'This Irish team is fuelled by inner belief' - O'Neill
'Defend properly and take our chances' is Irish mantra for clash in Copenhagen
Almost every single public appearance by Martin O'Neill contains a reference to his own experiences as a player at two World Cup finals and his European Cup medals.
Now, in his job at the helm of a group of players who are 180 minutes away from their own moments of glory at a World Cup, his message is quite simple.
"We don't want to die wondering," he says as Ireland prepare to do battle with Denmark at a sold-out Parken Stadium in Copenhagen tonight.
"It's a great game for us, the same goes for Denmark. As far as we're concerned qualifying for Euros was a great achievement for us and some of the performances in France were great. Getting there was big and this is bigger."
His side have come through big tests before: beating Germany in Dublin when only a win would do, defeating Bosnia over two legs to make it to Euro 2016, winning against Italy in Lille to get out of the group, and winning in Wales.
All of those tasks had to be fulfilled and it's to the credit of O'Neill, his staff and players that the job got done.
Of course there was a 'but' attached to each of those. Germany could afford to lose in Dublin and still qualify; Bosnian opposition was about the best draw possible for Ireland in that play-off. Italy played a weakened side in Lille as they had already qualified; and Wales played in Cardiff without their best player (Gareth Bale) and had their key man on the night (Joe Allen) sandwiched out early on.
But Denmark away, a fully-fit, very strong and in-form Denmark? That, to paraphrase a term used by a bunch of men from the same county as O'Neill (The Undertones), is a different Cher O' Bowlies.
"They've got some excellent players who can cause a lot of problems - Eriksen has been playing fantastic football now for maybe 16 months, but he's not only Danish player who can play," he added.
"They have got some really good players - but so have we. We are going to try to play to our strengths - we are going to try to play strongly, we're going to have to be able to defend properly when it comes to it and we are going to have to take our chances.
"That's what we are going to have to do and over the two legs, we will give ourselves a chance, we hope."
O'Neill spoke at length yesterday about his (positive) opinion of Nicklas Bendtner, a player he had under his wing at Sunderland. "I remember one game, it might have been against Liverpool where he was unplayable and got us the three points and overall stopped the side from being relegated and played a big part in that," O'Neill said. Yet Denmark have such an embarrassment of riches that they can afford to start with Bendtner on the bench.
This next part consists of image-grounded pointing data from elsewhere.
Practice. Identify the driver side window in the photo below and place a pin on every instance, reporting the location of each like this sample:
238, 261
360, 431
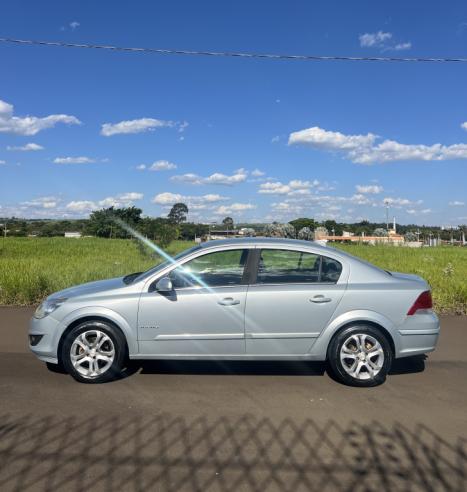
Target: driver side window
218, 269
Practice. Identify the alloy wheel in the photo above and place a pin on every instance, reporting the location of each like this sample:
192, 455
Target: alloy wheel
92, 353
362, 356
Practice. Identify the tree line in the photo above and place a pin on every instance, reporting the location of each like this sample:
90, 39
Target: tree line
163, 230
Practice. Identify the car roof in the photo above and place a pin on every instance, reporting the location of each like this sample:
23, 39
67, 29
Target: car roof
264, 241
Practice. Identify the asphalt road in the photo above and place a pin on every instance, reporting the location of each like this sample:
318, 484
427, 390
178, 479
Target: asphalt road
233, 426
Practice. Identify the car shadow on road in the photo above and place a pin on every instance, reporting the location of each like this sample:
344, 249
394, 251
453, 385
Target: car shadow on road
406, 365
127, 451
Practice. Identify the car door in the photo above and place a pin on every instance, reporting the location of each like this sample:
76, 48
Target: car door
204, 314
290, 301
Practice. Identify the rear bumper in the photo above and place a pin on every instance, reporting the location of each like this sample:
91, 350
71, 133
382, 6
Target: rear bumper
418, 334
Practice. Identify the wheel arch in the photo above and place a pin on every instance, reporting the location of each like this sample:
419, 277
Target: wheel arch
83, 319
374, 324
352, 318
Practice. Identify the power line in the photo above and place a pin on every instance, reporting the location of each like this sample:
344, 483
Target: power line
271, 56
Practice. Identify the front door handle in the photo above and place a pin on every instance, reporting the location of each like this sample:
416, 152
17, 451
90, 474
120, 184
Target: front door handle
229, 301
320, 299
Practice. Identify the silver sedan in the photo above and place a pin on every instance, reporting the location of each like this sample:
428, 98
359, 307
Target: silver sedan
245, 299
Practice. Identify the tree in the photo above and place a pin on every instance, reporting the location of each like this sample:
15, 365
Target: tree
279, 230
305, 233
228, 223
410, 236
177, 214
380, 232
102, 222
303, 222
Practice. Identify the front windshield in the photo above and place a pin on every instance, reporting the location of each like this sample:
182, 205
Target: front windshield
164, 264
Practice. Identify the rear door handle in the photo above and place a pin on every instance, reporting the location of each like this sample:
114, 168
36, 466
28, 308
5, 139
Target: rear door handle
320, 299
229, 301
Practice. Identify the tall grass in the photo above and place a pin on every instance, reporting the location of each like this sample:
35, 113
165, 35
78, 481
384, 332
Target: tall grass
32, 268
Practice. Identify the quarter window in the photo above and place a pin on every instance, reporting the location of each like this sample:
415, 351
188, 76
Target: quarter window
221, 268
278, 266
330, 270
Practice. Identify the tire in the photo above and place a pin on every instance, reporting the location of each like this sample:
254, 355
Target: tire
94, 352
360, 355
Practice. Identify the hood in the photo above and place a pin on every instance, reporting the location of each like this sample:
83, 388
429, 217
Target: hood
90, 288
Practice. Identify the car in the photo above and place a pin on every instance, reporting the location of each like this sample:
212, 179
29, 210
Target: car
241, 299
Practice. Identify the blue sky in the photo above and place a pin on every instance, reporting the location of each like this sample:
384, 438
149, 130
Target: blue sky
258, 140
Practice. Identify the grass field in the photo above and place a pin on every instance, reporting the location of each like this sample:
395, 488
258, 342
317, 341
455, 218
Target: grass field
31, 268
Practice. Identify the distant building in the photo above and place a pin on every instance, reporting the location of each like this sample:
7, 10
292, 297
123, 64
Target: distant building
73, 234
Ireland have four strikers in the squad, two uncapped (Scott Hogan and Aiden O'Brien), one who is planning for his 35th birthday (Daryl Murphy) and another (Shane Long) who is endurinig the worst dry spell, in terms of scoring goals, in his career.
And yet. And yet there is a steel which feeds confidence into O'Neill's mind, a swagger of self confidence in a set of players who were at a low ebb when he took over four years ago.
"Through experience the players have matured, I think there's a good belief in the camp that maybe didn't exist a couple of seasons ago," O'Neill added.
"It's an inner self belief, it's not one that is flaunted, it's an inner self belief that we can come out and compete.
"We know what we have to do, we know we must compete for almost everything at every given minute.
"And while every single international side has limitations somewhat, we are going to try and stay as strong as we possibly can, play to our strengths which is the most important thing,
"It's something we do and use that experience we've had in the last couple of years to some good effect. And that's what we're going to try and do."
O'Neill will be tested today before kick off. To start Shane Long and Daryl Murphy, or take a goal-shy Long out of the firing line? How to prepare a team which has 10 players on yellow cards, one caution away from suspension, for what's going to be a physical battle? How to make the best use of his bench?
The tests to date in his time as Ireland boss have been passed, boxes ticked.
But the road to a World Cup is bumpier, harder, than the route to the Euros. We will find out tonight what this manager is really made of.